ANN ARBOR – University of Michigan leaders’ responses to the Michigan governor’s plan to close schools for the remainder of the year while continuing to educate students points out the issues impacting school districts nationwide. Education is not equitable, and students in homes with fewer resources and opportunities can’t just move to online learning.
Intermediate school districts across Michigan are expected this week to begin reviewing the plans individual districts have submitted for educating children online, on paper or in whatever ways make sense in individual communities.
U-M experts can discuss these and other challenges facing the nation’s K-12 schools.

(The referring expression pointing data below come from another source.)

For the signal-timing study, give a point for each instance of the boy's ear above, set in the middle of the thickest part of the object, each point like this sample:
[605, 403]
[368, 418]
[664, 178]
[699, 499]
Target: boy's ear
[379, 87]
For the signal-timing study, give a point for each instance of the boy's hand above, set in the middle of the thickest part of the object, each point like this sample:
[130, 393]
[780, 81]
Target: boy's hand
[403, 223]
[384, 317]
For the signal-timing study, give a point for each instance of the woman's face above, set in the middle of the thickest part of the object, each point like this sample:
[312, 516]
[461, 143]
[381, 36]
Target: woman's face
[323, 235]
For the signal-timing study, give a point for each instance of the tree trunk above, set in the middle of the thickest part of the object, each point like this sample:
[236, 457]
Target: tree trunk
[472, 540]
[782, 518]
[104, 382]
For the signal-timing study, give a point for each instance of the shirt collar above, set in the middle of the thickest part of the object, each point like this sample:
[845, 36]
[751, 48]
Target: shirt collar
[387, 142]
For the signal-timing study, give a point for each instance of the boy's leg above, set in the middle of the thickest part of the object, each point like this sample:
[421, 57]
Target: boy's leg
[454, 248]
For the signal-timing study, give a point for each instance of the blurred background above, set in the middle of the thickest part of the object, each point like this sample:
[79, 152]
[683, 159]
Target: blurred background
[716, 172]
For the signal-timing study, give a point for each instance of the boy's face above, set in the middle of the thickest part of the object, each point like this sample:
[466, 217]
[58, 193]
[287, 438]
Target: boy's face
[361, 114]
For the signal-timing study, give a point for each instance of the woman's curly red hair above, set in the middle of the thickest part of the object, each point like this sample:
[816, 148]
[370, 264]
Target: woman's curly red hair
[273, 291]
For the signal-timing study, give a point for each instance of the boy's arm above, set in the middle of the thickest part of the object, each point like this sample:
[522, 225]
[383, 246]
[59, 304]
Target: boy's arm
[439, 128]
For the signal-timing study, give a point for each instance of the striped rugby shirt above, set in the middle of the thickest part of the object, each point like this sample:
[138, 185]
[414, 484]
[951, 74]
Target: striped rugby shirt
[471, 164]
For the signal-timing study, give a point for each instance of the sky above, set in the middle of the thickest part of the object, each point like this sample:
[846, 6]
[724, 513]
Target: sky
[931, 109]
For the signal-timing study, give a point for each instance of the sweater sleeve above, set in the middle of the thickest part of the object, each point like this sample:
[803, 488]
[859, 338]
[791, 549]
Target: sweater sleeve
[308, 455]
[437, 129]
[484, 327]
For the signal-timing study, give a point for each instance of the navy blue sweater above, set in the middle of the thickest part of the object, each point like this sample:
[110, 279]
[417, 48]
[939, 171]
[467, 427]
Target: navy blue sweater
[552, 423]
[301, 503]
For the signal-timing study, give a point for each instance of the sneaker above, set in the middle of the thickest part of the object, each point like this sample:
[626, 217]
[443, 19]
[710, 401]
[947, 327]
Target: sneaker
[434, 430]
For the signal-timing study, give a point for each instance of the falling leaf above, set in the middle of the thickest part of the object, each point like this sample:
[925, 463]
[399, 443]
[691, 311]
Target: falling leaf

Elizabeth Birr Moje is dean of the School of Education and the George Herbert Mead Collegiate Professor of Education. Her research examines how young people navigate culture, identity and literacy learning in and out of school in Detroit.
“Gov. Whitmer’s difficult decision to close schools for the remainder of the school year is a necessary precaution in our current crisis,” she said. “We applaud the teachers and administrators who are working with great ingenuity and skill to serve students and families, and we have been in touch with many Michigan teachers to support their transition to online education.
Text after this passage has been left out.